Beni Gafner, Bern
SORU: Sayın Büyükelçi, geçen yıl gerçekleşen başarısız kanlı darbe girişiminin önemli hususları tam olarak gün yüzüne çıktı mı?
İLHAN SAYGILI: Birçoğu açığa çıktı ancak bazıları halen bilinmiyor. Bilinen bir şey var ki o da bu darbe girişiminin arkasındaki kişinin Fethullah Gülen olduğudur. 2016’da 15’i 16 Temmuza bağlayan gece başarısız darbe girişimin tam olarak nasıl gerçekleştiği de biliniyor. Çok geniş ve dallı budaklı bir yapıyla karşı karşıya olduğumuz için soruşturmalar halen devam etmektedir. Bu terörist yapının başındaki Fethullah Gülen, kendini hiç de mütevazı olmayan bir şekilde “kainat imamı” olarak kabul etmektedir.
SORU: Hükümetiniz, binlerce kişinin kısa bir zaman içinde tutuklanması ve cadı avı yapıldığı ile suçlanmaktadır. Nasıl oluyor da birkaç hafta ve ayda bu kadar çok darbeci ve darbenin arkasında olduğu düşünülen kişilerin kimliği polis ve yargı tarafından ortaya çıkarılabiliyor?

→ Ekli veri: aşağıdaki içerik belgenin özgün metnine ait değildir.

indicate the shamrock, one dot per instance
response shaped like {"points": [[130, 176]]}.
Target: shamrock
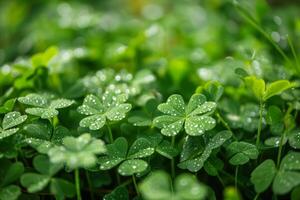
{"points": [[42, 137], [43, 107], [196, 163], [9, 173], [284, 179], [77, 152], [35, 182], [157, 186], [195, 116], [241, 152], [11, 120], [111, 107], [131, 162]]}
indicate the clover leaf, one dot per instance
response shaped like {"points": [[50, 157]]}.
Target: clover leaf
{"points": [[284, 179], [35, 182], [9, 173], [241, 152], [77, 152], [111, 107], [194, 164], [131, 162], [9, 121], [43, 107], [157, 186], [195, 116]]}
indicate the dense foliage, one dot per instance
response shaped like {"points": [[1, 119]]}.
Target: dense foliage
{"points": [[154, 100]]}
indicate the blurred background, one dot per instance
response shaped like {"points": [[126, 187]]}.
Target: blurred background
{"points": [[181, 40]]}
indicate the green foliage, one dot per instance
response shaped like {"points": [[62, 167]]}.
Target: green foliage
{"points": [[157, 186], [194, 116]]}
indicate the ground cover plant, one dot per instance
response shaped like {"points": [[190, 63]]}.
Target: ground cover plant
{"points": [[149, 100]]}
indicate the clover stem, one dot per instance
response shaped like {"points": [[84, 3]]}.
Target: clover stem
{"points": [[135, 186], [111, 139], [236, 177], [225, 124], [172, 160], [261, 108], [90, 184], [77, 183]]}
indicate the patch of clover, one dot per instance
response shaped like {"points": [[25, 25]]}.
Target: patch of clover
{"points": [[111, 106], [77, 152], [131, 162], [195, 116], [42, 106], [9, 122]]}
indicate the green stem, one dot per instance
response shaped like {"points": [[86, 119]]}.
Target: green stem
{"points": [[236, 177], [256, 196], [135, 186], [111, 139], [90, 184], [77, 183], [261, 108], [172, 160]]}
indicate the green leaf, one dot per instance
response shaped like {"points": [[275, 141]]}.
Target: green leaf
{"points": [[195, 115], [11, 192], [277, 87], [195, 164], [7, 106], [13, 173], [77, 152], [62, 188], [241, 152], [42, 164], [12, 119], [187, 187], [119, 193], [263, 175], [257, 86], [140, 148], [130, 167], [34, 182], [112, 107]]}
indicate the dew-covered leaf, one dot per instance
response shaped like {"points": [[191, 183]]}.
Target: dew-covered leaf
{"points": [[12, 119], [133, 166], [241, 152], [34, 182], [263, 175], [197, 125], [34, 100], [140, 148]]}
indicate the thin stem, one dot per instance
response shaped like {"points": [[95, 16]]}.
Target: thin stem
{"points": [[280, 148], [90, 184], [135, 185], [256, 196], [111, 139], [236, 177], [261, 108], [172, 160], [77, 183]]}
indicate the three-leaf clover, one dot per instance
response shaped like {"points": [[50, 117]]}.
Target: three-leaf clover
{"points": [[157, 186], [241, 152], [195, 116], [131, 159], [195, 163], [35, 182], [9, 121], [9, 173], [110, 106], [284, 179], [77, 152], [42, 106]]}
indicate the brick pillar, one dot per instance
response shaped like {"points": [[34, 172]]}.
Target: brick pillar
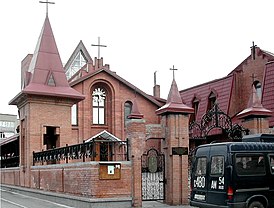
{"points": [[177, 135], [136, 137]]}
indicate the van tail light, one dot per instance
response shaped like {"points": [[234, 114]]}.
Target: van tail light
{"points": [[229, 193]]}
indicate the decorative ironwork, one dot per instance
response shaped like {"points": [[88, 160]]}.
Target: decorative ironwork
{"points": [[83, 151], [216, 118], [153, 177]]}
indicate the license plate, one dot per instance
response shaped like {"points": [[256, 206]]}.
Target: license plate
{"points": [[199, 197]]}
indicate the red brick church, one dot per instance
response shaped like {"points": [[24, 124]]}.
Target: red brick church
{"points": [[84, 119]]}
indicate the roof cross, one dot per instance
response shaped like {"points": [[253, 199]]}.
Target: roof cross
{"points": [[253, 76], [253, 47], [173, 69], [98, 45], [47, 3]]}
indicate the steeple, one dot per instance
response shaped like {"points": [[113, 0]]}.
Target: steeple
{"points": [[46, 75], [174, 102], [255, 107]]}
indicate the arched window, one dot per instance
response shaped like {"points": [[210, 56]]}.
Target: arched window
{"points": [[74, 115], [99, 105], [258, 88], [127, 110], [211, 100], [195, 106]]}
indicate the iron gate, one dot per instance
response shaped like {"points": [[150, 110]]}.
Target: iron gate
{"points": [[153, 176]]}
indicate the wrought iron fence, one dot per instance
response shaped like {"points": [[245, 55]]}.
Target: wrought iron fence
{"points": [[96, 150]]}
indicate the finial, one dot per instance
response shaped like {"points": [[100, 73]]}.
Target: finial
{"points": [[173, 69], [98, 45], [253, 47], [47, 3]]}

İLHAN SAYGILI:Öncelikle şunu tespit etmek lazım, bu darbe girişiminin ardında FETO (Fethullah Gülen Terörist Örgütü) ve ona bağlı olanların en üst düzeyde yer aldığı kesin olarak kanıtlanmış bulunmaktadır.
SORU: …Ne ölçüde?
İLHAN SAYGILI:Birçok kanıt var. Darbe girişiminin karargâhı yani ana merkezi Ankara’nın güneybatısında yer almaktadır. Gülen’e çok yakın 2 kişi darbe girişiminden çok kısa bir zaman önce ABD’den buraya gelip buluşuyor. Bu kişiler üst düzey askerler ile özel evlerde buluşuyordu. Bunların hepsi kayıtlı ve aydınlatılmış bilgiler. Hatta darbe girişiminin hemen öncesinde ve esnasında gerçekleşen önemli görüşmelerini dahi tespit edebildik. Darbe girişimini gerçekleştirenler o gece bir çeşit messenger iletişimi olan‘whatsapp’ı kullandılar. Ancak bunun öncesinde özel ve gizli bir uygulama olan ‘Bylock++’ programını kullanıyorlardı. Bu uygulama hiyerarşik olarak birçok kademe ile şifrelenmiş, böylece görüşme yapanların kimlikleri makamlarımız tarafından ortaya çıkarılamadan gizli olarak görüşme imkanı bulmuşlar. Bu şifreli haberleşme ağının ortaya çıkarılması ile çok kısa bir sürede görüşmeleri yapan kişiler tespit edilerek dava açılmıştır. Ardından ordu subayları da, Gülen’in yakınlarından talimatları aldıklarını kabul etmişlerdir. Bu ve buna benzer birçok kanıt sayesinde Meclis Araştırma Komisyonu, Gülen ve hareketinin, yani FETÖ terör örgütünün bu darbe girişiminin ardında olduğu sonucuna varmıştır.
SORU: Cumhurbaşkanınız Erdoğan, geçmişte Fethullah Gülen ve onun cemaati ile birlikte çalışıyordu, neden?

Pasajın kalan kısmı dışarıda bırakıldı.